The “Crimmigration Clinic” is a course that combines the history of immigration enforcement with the horrors associated with turning innocent migrants into criminals.

Students in the Crimmigration Clinic work on cutting edge issues relating to the intersection of criminal and immigration law. The clinical projects’ content will be determined by the current legal and political environment at the time the student enrolls.

The “political environment at the time” of enrollment is a code word for whoever the president may be.

What is a Republican? Crimmigration reaches its peak when families are separated, children are screaming, and prisons facilities are full. A Democrat? Crimmigration then is about Delta Airlines tickets to Boston from Brownsville, to settle hardworking migrants. Or evil Republican Governor Greyhound caravans going to Mystic in Rhode Island and Sheldon Whitehouse’s beach club.

Already, I have 1600 words. Not enough room for all the courses. A final lightning round:

The “Compromise”, a training course for future Democrat Debt Ceiling Negotiators, is based on the current polarization in American politics.

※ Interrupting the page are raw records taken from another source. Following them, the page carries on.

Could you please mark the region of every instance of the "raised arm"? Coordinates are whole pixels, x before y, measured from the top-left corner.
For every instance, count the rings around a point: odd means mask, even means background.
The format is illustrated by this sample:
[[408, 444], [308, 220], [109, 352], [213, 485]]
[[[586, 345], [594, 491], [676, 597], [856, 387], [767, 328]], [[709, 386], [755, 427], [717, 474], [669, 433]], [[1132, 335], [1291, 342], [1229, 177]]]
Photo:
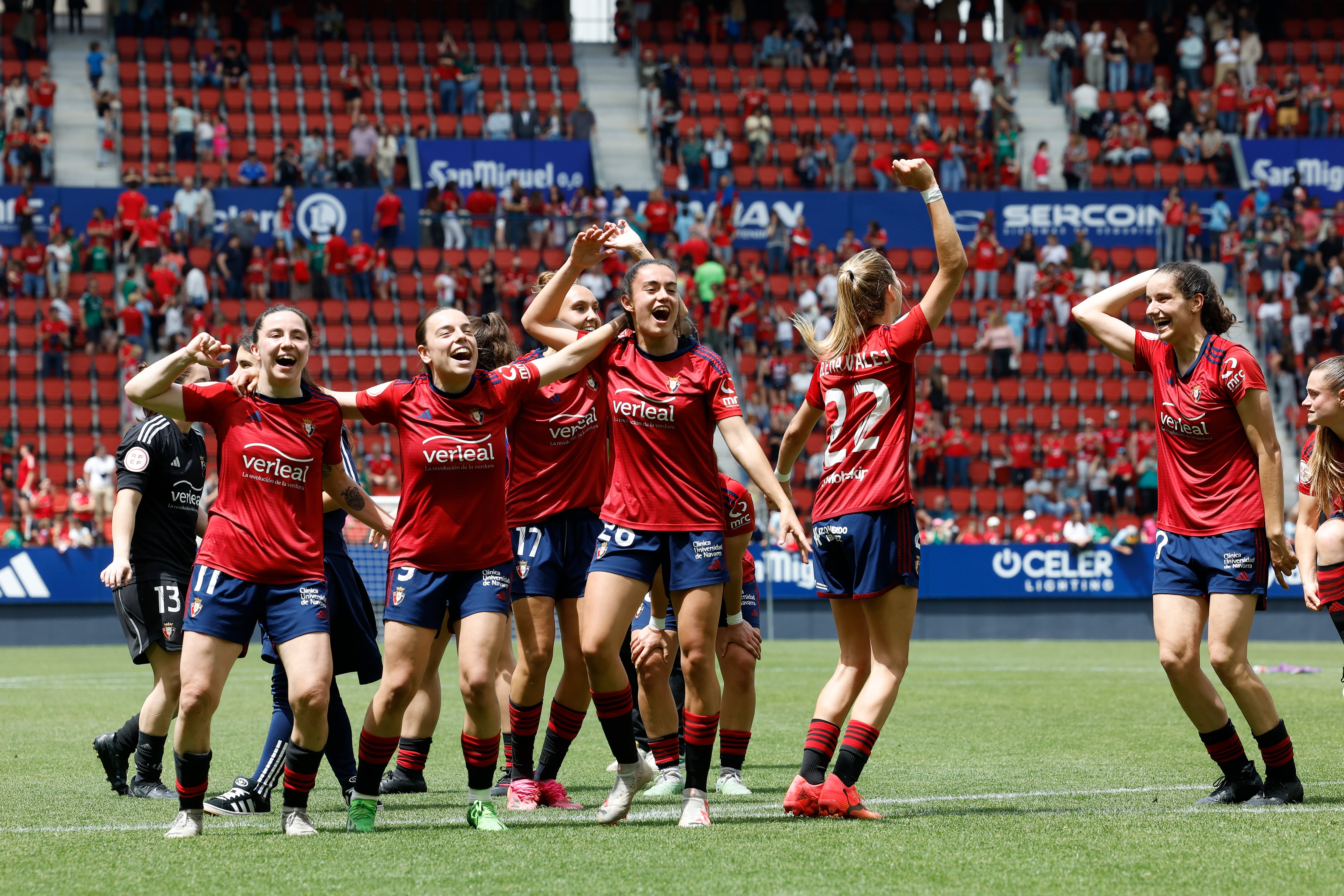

The course “Communication, Law and Social Justice”, will focus on the role of written, oral, and multimedia communications in the development and implementation of American laws and policies, with an emphasis on social issues and movements. We will examine how different change agents have used messaging and strategic framing to influence law and policy.

“Diversity & Dispute Resolution”: “In this course we will examine how various types of differences – such as race, class, gender, ethnicity, disability, religion, and sexuality – can impact our ability to negotiate and resolve conflicts, including the effect of intersectionality.”

Harvard Law’s course catalog includes “Nietzsche For Lawyers” to further inflate egos.

This course will be a reading of Nietzsche’s works [plus The Genealogy of Morals] with this spirit in mind. This course is based on the idea that this Master Provocateur’s provocation may be exactly what law students need.

This is not The Babylon Bee, I warned you. The nation’s top law schools are graduating waves of Ubermenschen who want to change the world.